At Sandia National Laboratories, a new inspection workflow is taking shape that could help catch tiny defects earlier in the manufacturing process for ceramic components.
“We manufacture ceramic components for nuclear deterrence applications,” said Process Engineer Jesse Adamczyk, who is leading the project. “We realize there’s a big opportunity here.”
Teams from across the Labs are installing new optical and acoustic imaging systems and building an AI-assisted review tool designed to speed inspections while keeping people firmly in the loop.
“We do manual inspections of all our parts. It is extremely time-consuming,” Adamczyk said. “These parts go into various weapon systems.”
The project begins by scanning ceramic billets, the starter pieces that are later manufactured into finished components, using high-throughput imaging systems that create detailed digital records of each billet.
“It’s pricey to get billets to their final component,” Adamczyk said. “If we can identify defects at the billet level, we don’t put all that work into manufacturing the final component.”
The earlier inspections will save time and money.
Right now, inspectors rely heavily on manual microscopes for inspecting final components. It takes one to two years to fully train an operator on the manual inspection process, which is time-consuming and challenging on the eyes.

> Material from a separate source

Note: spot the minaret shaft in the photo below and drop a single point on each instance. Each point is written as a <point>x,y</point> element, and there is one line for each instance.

The new approach for final components is designed to shift that work to a digital workflow in which images can be reviewed at a workstation.
“Right now, an operator looks through a manual microscope for defects. They’re subtle, so they can be hard to find,” Adamczyk said. “We’re setting up software — an AI augmentation interface — where operators can do anomaly detection from their desktops and have AI highlight defects for them.”

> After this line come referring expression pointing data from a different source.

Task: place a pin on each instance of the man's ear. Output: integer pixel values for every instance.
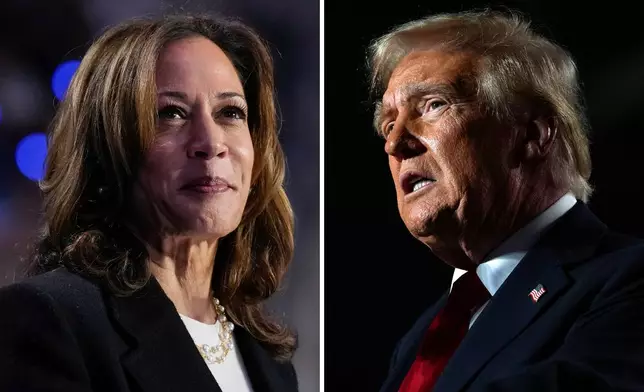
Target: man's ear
(539, 137)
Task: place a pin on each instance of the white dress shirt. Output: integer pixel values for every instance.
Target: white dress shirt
(501, 262)
(230, 374)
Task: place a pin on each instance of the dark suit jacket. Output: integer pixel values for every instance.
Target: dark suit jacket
(586, 333)
(61, 332)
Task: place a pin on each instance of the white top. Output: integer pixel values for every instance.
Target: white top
(230, 374)
(502, 261)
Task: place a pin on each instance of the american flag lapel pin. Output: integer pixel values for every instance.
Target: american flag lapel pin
(537, 292)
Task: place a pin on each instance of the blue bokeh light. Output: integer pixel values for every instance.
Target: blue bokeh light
(62, 76)
(30, 156)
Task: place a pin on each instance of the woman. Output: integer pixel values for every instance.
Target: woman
(166, 223)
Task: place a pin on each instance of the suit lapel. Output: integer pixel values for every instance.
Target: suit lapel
(163, 356)
(406, 353)
(265, 373)
(572, 239)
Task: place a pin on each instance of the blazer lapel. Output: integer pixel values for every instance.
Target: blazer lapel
(406, 352)
(264, 372)
(162, 355)
(572, 239)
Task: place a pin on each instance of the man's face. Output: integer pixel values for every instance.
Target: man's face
(447, 158)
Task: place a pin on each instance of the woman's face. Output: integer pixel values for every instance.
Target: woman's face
(197, 174)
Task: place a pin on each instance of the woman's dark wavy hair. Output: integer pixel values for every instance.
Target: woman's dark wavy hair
(97, 143)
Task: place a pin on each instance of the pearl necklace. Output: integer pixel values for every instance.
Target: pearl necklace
(217, 354)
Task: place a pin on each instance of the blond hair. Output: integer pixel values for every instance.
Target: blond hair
(516, 67)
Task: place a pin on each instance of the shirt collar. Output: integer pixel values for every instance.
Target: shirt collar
(502, 261)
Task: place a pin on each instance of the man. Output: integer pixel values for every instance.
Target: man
(487, 146)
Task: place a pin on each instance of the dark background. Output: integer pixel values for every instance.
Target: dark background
(37, 35)
(378, 279)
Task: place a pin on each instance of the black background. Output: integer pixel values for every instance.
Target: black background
(378, 279)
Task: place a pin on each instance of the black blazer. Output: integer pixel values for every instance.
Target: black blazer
(585, 333)
(61, 332)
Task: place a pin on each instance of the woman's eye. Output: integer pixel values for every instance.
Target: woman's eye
(171, 113)
(233, 112)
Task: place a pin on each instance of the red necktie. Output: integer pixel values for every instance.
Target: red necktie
(445, 333)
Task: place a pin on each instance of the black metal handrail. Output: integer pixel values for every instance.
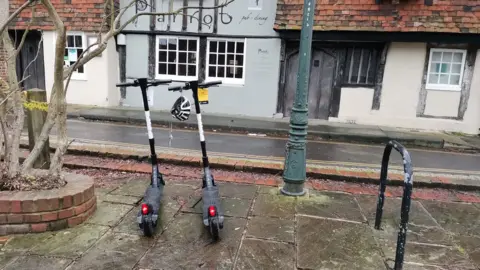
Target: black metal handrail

Adamczyk emphasized that inspections will not rely solely on AI.
“Operators will double-check to make sure the AI is highlighting real defects, and if there’s a defect AI misses, the operator will catch it,” he said. “AI augmentation is going to be more effective than manual visual inspection and more effective than just letting the AI run loose.”

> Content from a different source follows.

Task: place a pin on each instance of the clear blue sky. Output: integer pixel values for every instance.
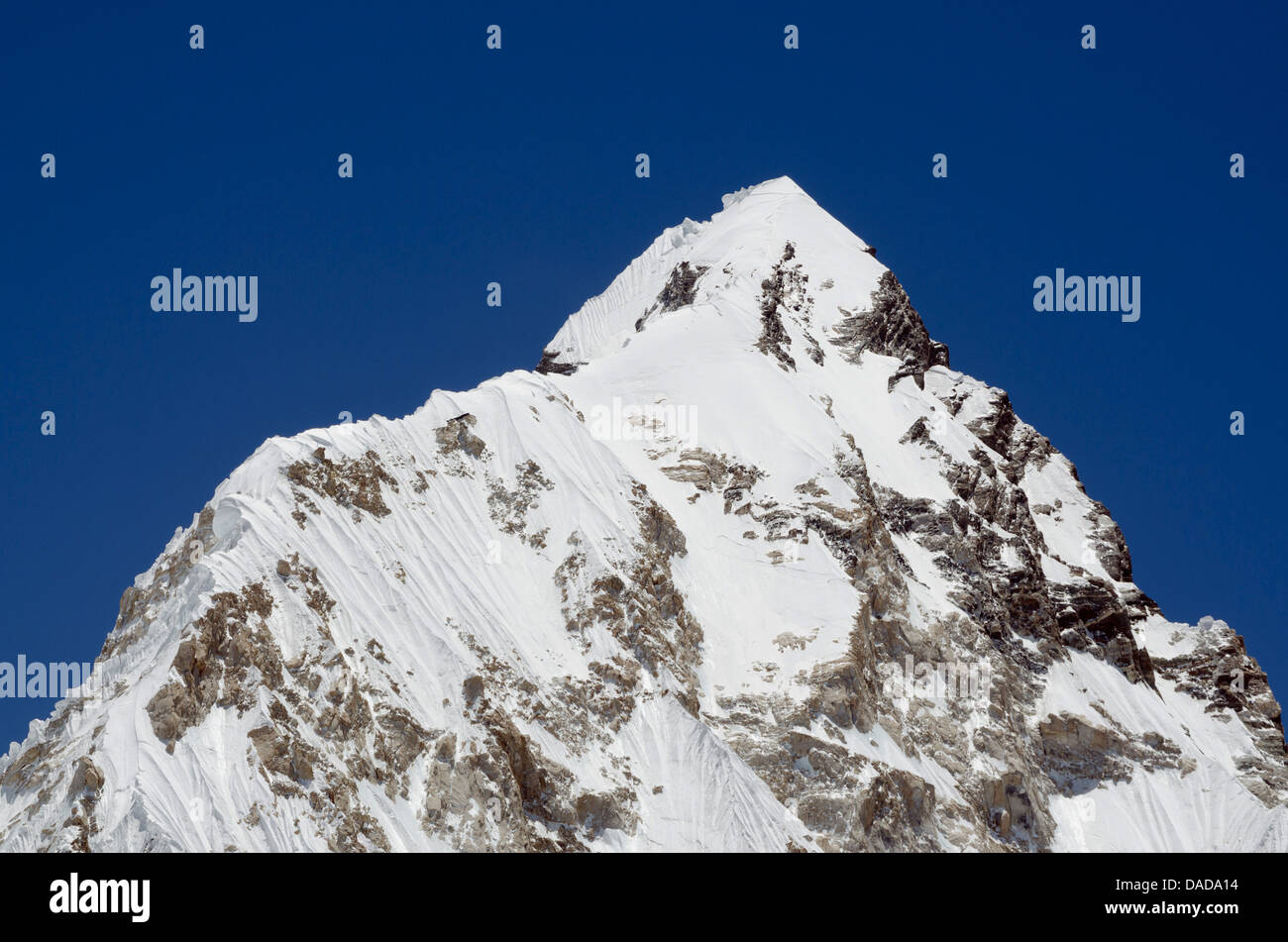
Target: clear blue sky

Adamczyk said this is a big shift, but operators are embracing it to help meet demand.
Here is an exclusive Tech Briefs interview, edited for length and clarity, with Adamczyk.
Tech Briefs: What was the biggest technical challenge you faced while developing this AI inspection workflow?
Adamczyk: That's a really good question, and the answer might be a little surprising. We have put together a web app to help display the images for the AI anomaly detection. And, honestly, the biggest part was getting that web app up and deployed. So, even though we had AI coding assistants build that web app, deployment is still a really challenging and human-focused area still. Basically, getting the web app up onto the server and then making all the connections; that turned out to be the biggest challenge.
Tech Briefs: Oh, wow. That is surprising. Now, can you please explain in simple terms how everything works?
Adamczyk: Let me give a little bit of background. Our existing process has our inspection operators looking at these tiny parts under a microscope, and they have to measure these really small defects using an eyepiece reticle — it’s all manual microscopes, and it's really hard.
Our new AI augmented process is going to take those same parts and they're going to run through these high-speed imaging systems that are designed for semiconductor manufacturing. Then those images that come off of the systems will have AI anomaly detection run on them. That AI will find the defects for us; all those defects will be highlighted in images and presented to the inspectors in our web app.
Then, the inspectors will go in and verify that the AI made the correct determination on the parts there. So, they're going to be looking at screens and looking at computer monitors instead of looking through microscopes; it’ll be a lot easier.
Tech Briefs: The article says, “This is a big shift, but operators are embracing it to help meet demand.” My question is: Was that unanimous? Was there any dissent or pushback at all?
Adamczyk: There has not really been any pushback. I think, at first, they were like, ‘Well, what's going on here?’ But as soon as they started trialing out the software and saw that, ‘Oh, this isn't here to take my job. This is just to make my job easier.’ Then they were all onboard. ‘This is going to be way better.’ ‘We’re not going to have to strain our eyes staring through this microscope.’ ‘Yeah, this is clearly the future.’ So, we’ve had a lot of buy-in from the inspection operators.
Tech Briefs: The article also says that it's scheduled to be up and running by early fall. Is that timeline still on track?
Adamczyk: Yeah, we’re working hard at this every single day. We have a big team working to move things along. Every day we’re making progress and meeting our milestones on this. I think by fall we’ll have a good initial process going on our production floor.
Tech Briefs: Those are all the questions I have; is there anything else you'd like to add that I didn't touch upon?
Adamczyk: Maybe just one thing. A lot of the stuff we're doing with AI, we’re being very pragmatic about using AI on our production floor. We’re really just trying to make people’s jobs easier here, and we’re doing it through pretty common-sense means — things that would be in line with lean manufacturing. We’re not doing anything crazy, leading edge, or anything like that. And I think we can have a pretty big impact with even those relatively low-cost, common-sense tools.